MPs gave the state Legal Service until Monday to decide on the legality of a proposal to regulate strikes in essential services, submitted by ruling DISY amid a nurses’ strike that caused problems to patients.
This period will also be used by the labour minister for consultations.
The proposal was tabled last week by DISY chief Averof Neophytou who agreed on Wednesday, to remove the penalties for those breaking the law in a bid to gain support for the bill.
DISY MP Nicos Nouris said if there is no agreement on the revised proposal, it will be put to the vote on April 14 as it was originally.
The proposal stipulates that any agreements struck in the framework of industrial relations will be binding for all unions, including ones created after the said deals.
It also provides for jail time of not more than two years and or a fine of up to €3,000 for anyone breaking the law.
House Labour Committee chairman Andreas Fakondis said unions opposed the proposal while the labour and health ministries were in favour.
Employers also backed the proposal and asked for strict penalties that would be a deterrent.
Fakondis said Labour Minister Zeta Emilianidou will discuss revising a 2005 deal with unions and the matter will be revisited on Monday.
Nouris said the proposal was deemed necessary after one new nurse union, PASYNO, failed to comply with the 2005 agreement, which calls for skeleton staff to be provided in case of a strike.
Asked how the law would be enforced without penalties, Nouris pointed out that the 2005 deal was largely adhered to despite the absence of sanctions.
The AKEL administration had passed similar legislation regulating air traffic controller strikes in March 2012.
Nouris said it was necessary to pass his party’s bill to avoid unnecessary debates each time there was a new agreement or a new union was formed.
Neophytou’s proposal prohibits strikes and counter strikes in essential services at any stage of an ongoing process to resolve differences and before a decision by an arbitration committee.
Action is also banned before the issue is brought before the committee.
The side that does not accept the committee’s decision can take industrial action 25 days after warning in writing.

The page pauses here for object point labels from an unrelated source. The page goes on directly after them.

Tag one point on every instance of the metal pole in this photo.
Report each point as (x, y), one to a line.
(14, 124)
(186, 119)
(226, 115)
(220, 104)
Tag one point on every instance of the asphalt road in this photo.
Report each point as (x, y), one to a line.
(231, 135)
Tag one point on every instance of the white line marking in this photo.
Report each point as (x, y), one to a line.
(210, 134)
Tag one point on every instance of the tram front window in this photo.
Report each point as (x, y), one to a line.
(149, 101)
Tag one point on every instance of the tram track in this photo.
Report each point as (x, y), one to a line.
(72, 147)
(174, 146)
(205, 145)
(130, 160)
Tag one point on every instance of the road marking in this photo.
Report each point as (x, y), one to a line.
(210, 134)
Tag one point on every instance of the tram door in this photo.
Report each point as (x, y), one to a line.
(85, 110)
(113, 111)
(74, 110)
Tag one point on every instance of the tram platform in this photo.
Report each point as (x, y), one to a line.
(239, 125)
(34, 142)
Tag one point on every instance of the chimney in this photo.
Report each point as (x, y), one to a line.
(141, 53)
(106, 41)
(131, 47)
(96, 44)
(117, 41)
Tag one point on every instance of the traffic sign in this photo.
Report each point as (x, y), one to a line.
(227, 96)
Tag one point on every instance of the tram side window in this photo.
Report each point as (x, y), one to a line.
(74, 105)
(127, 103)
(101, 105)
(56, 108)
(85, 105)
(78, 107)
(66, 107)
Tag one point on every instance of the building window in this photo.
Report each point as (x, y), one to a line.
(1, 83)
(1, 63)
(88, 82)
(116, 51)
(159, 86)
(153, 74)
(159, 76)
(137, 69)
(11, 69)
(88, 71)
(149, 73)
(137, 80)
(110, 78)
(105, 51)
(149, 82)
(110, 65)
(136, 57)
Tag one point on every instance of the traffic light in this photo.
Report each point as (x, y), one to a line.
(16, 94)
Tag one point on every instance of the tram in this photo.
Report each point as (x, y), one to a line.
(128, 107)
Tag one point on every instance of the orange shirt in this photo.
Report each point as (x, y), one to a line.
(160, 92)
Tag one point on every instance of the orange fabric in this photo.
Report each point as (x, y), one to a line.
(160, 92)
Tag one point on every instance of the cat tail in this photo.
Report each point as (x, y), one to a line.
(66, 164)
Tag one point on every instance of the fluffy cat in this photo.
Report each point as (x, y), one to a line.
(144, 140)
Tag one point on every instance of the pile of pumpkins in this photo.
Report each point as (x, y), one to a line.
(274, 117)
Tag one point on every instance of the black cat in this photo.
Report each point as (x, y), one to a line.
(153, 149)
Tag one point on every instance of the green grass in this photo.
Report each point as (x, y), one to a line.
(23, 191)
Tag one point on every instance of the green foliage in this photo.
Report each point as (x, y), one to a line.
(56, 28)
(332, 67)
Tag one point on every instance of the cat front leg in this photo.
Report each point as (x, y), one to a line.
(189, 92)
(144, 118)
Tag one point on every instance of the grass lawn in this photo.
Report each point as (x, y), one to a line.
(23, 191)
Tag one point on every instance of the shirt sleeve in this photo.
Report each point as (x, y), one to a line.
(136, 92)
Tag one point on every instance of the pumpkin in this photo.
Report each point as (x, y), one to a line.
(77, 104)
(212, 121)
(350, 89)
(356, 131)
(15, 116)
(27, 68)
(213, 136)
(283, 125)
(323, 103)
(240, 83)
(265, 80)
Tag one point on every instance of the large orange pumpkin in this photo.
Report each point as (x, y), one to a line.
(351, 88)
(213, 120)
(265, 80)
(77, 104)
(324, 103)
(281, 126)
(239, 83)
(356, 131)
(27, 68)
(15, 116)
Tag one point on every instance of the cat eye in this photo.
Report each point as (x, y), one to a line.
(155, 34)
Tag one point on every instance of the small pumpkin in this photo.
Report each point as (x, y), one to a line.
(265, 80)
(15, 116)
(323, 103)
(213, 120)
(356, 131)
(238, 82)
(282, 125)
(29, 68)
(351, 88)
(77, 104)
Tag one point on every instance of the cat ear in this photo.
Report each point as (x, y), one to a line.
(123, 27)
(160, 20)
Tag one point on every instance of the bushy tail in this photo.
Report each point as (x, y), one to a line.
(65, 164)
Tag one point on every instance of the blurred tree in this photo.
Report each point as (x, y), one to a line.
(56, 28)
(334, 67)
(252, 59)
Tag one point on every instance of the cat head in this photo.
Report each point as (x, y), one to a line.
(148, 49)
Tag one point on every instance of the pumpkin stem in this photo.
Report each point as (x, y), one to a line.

The strike must ensure a minimum level of service.
The proposal defines as essential, services that are necessary for control, processing, and distribution of fuel, uninterrupted supply of power, water supply, telecommunications, radio communication, air transport, hospitals, ports, prisons, customs, sewerage, waste management, refuse collection, and maintenance and repair of electromechanical installations in hospitals, airports, and National Guard, fire service, and police facilities.